A Dream Deferred | HBCU Conference 2024

Connecting Black Students to National Recognition and Colleges

“We had over 17,000 National African American Recognition awardees in 2023,” said Richard Green, the executive director for BigFuture student engagement at College Board, “And we can’t wait to award more students in 2024.”

During the 2024 A Dream Deferred™ conference, Green led a panel session on the National Recognition Programs, which celebrate the strong academic performance of high school students who are historically underrepresented on college campuses. And that group of award honorees includes Black students.

Green polled the room, asking attendees—made up of educators across K12 and higher education—what year the National Recognition Programs started.

The answer: 1983.

Starting as the National Hispanic Recognition Program, the initiative has grown to include the National African American Recognition Program, the National Indigenous Recognition Program, the National Rural and Small Town Recognition Program, and the National First-Generation Recognition Program (newly added in 2024).

Attendees applauding during a session at A Dream Deferred

The award has a big impact, not just on students but on higher education as well.

Research shows that recipients are more likely to enroll at a four-year institution. Plus, eligibility increases attendance at out-of-state colleges and public flagship institutions.

During the panel, Dr. Patricia Peek, dean of undergraduate admission and associate vice president at Fordham University, mentioned:

The [National Recognition Programs] designation tells us a lot about a student. ... The award is a great way to signal to colleges that students are college ready.

Dr.
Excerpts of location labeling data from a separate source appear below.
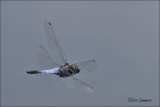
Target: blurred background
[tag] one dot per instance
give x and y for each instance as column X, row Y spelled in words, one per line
column 122, row 36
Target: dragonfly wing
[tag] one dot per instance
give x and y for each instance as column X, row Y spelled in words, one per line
column 57, row 52
column 86, row 66
column 44, row 59
column 74, row 83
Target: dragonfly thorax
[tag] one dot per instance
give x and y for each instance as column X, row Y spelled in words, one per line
column 68, row 70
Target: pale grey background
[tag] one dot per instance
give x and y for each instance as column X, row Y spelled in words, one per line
column 121, row 36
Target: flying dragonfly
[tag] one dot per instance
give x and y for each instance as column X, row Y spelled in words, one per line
column 56, row 62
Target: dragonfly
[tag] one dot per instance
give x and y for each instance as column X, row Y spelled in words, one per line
column 56, row 63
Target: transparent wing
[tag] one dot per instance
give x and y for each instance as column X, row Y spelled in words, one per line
column 44, row 59
column 74, row 83
column 57, row 52
column 86, row 66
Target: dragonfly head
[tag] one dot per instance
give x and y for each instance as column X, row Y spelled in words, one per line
column 76, row 70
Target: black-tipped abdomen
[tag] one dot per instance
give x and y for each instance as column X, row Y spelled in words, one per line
column 33, row 72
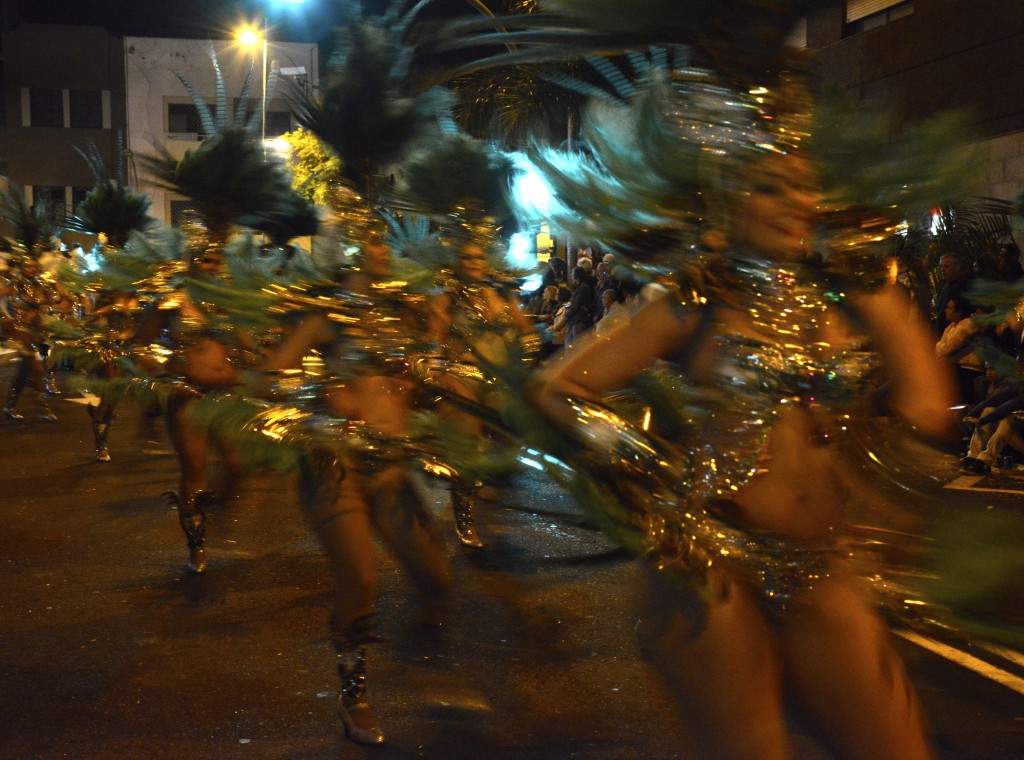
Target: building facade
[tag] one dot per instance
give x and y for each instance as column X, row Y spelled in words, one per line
column 925, row 56
column 64, row 88
column 161, row 113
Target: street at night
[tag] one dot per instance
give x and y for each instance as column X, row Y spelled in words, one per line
column 110, row 648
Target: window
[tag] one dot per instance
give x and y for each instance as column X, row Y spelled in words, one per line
column 862, row 15
column 77, row 196
column 51, row 199
column 183, row 119
column 181, row 211
column 46, row 108
column 86, row 109
column 278, row 122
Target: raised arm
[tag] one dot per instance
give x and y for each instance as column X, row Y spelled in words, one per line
column 605, row 363
column 311, row 332
column 924, row 388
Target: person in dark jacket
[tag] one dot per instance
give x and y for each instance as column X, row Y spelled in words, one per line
column 581, row 309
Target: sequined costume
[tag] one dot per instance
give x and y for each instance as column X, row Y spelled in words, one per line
column 472, row 332
column 190, row 347
column 782, row 360
column 31, row 297
column 347, row 413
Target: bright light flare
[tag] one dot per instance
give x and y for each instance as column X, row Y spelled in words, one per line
column 249, row 37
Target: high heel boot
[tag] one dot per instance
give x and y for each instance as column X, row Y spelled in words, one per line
column 193, row 520
column 463, row 503
column 356, row 715
column 45, row 413
column 100, row 431
column 8, row 409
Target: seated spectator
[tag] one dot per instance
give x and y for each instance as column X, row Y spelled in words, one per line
column 554, row 337
column 956, row 345
column 995, row 426
column 613, row 312
column 580, row 311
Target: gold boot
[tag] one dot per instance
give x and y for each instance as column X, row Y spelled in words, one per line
column 463, row 502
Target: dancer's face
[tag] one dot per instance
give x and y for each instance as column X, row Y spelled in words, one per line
column 776, row 217
column 471, row 263
column 376, row 258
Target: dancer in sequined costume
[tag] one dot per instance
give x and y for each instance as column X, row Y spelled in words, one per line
column 764, row 607
column 114, row 322
column 356, row 482
column 473, row 320
column 32, row 296
column 204, row 348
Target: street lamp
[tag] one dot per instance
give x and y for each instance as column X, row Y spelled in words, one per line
column 250, row 38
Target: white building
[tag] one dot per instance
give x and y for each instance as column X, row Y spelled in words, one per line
column 160, row 110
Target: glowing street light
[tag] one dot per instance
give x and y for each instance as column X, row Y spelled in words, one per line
column 249, row 37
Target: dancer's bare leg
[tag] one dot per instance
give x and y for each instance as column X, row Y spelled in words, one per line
column 334, row 498
column 718, row 661
column 190, row 442
column 404, row 525
column 843, row 667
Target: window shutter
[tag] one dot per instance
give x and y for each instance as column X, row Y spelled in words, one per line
column 856, row 9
Patricia Peek, Dean of Undergraduate Admission, Associate Vice President, Fordham University

Students must show strong academic performance to be eligible for the award. Plus, if opted into Student Search Service™, colleges can connect with students who have been recognized by the National Recognition Programs. 1,500 colleges participate in Student Search Service as part of their recruitment plan.
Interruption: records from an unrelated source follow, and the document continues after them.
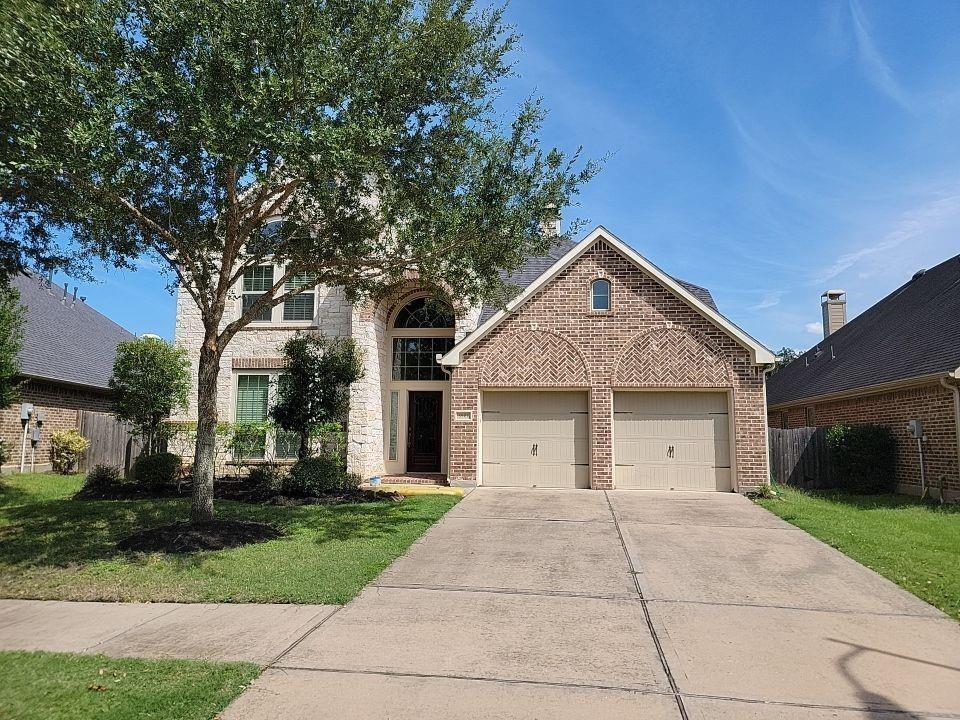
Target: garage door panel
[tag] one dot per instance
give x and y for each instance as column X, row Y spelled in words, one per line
column 672, row 440
column 536, row 439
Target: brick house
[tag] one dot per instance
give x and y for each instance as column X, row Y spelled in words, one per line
column 66, row 361
column 898, row 361
column 603, row 372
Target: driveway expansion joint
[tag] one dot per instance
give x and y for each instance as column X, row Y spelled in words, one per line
column 303, row 637
column 638, row 688
column 832, row 611
column 133, row 627
column 506, row 591
column 661, row 654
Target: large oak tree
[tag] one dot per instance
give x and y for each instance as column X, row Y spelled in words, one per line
column 179, row 128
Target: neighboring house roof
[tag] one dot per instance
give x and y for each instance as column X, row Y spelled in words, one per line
column 535, row 266
column 62, row 340
column 912, row 333
column 758, row 353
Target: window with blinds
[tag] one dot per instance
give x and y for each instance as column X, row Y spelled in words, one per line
column 257, row 281
column 253, row 393
column 300, row 307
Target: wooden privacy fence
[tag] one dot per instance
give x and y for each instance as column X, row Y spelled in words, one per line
column 110, row 442
column 801, row 457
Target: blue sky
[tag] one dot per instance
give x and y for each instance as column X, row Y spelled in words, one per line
column 766, row 150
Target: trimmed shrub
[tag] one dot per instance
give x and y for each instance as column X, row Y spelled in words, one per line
column 66, row 449
column 156, row 471
column 103, row 481
column 865, row 457
column 267, row 477
column 313, row 477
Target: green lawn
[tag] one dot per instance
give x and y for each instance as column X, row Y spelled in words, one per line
column 52, row 547
column 58, row 686
column 915, row 544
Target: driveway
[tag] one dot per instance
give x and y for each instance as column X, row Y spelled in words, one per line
column 584, row 604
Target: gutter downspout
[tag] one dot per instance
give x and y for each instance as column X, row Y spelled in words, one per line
column 950, row 382
column 766, row 418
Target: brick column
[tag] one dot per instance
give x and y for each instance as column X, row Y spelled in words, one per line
column 601, row 437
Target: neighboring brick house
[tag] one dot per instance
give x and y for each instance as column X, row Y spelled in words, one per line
column 896, row 362
column 599, row 344
column 66, row 361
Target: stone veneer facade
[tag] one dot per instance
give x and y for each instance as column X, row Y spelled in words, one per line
column 930, row 402
column 257, row 347
column 649, row 339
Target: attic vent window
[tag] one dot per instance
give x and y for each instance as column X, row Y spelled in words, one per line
column 600, row 295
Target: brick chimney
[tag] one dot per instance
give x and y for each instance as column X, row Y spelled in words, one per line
column 834, row 306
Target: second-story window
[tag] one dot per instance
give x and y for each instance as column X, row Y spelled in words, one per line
column 299, row 307
column 257, row 281
column 600, row 295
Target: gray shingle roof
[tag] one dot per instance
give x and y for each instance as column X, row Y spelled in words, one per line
column 64, row 341
column 913, row 332
column 535, row 266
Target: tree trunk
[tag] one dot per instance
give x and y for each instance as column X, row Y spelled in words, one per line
column 205, row 452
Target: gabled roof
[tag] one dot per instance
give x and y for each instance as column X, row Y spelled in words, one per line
column 914, row 332
column 695, row 296
column 62, row 340
column 535, row 265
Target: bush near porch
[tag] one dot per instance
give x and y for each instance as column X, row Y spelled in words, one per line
column 914, row 543
column 54, row 547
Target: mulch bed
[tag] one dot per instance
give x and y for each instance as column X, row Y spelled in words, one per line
column 229, row 488
column 185, row 537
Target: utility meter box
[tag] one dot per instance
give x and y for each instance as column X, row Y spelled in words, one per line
column 916, row 428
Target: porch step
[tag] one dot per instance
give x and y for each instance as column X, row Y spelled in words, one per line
column 415, row 479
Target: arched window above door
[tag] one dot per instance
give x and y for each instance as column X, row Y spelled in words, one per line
column 424, row 313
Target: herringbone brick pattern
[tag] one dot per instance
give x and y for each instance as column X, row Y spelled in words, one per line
column 648, row 339
column 553, row 361
column 671, row 357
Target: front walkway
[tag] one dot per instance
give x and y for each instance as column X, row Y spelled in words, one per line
column 584, row 604
column 567, row 605
column 256, row 633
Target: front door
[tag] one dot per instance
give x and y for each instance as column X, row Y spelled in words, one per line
column 424, row 431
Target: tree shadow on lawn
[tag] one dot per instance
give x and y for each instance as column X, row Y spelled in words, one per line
column 886, row 501
column 63, row 533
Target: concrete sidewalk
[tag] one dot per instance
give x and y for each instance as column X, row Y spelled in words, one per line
column 256, row 633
Displaying a slide with congratulatory news headlines, Green described how students who receive recognition are often celebrated by their school community.

At the Medgar Evers College Preparatory School (MECPS), which teaches grades 6 to 12, photos of the school’s National Recognition Program awardees are proudly posted on a wall celebrating student achievement. Principal Dr. Michael Wiltshire explained, “It’s inspiring for the sixth graders to see the upper classmen whose faces are on the wall. They want to see their face on the bulletin board, too.”

Sidney C., a senior at MECPS and 2023 National African American Recognition Program awardee, shared, “It was a sense of ‘I made it.’ My hard work paid off. ... I showed my mom. She hung it up in the room. My mom even called up my family to let them know.”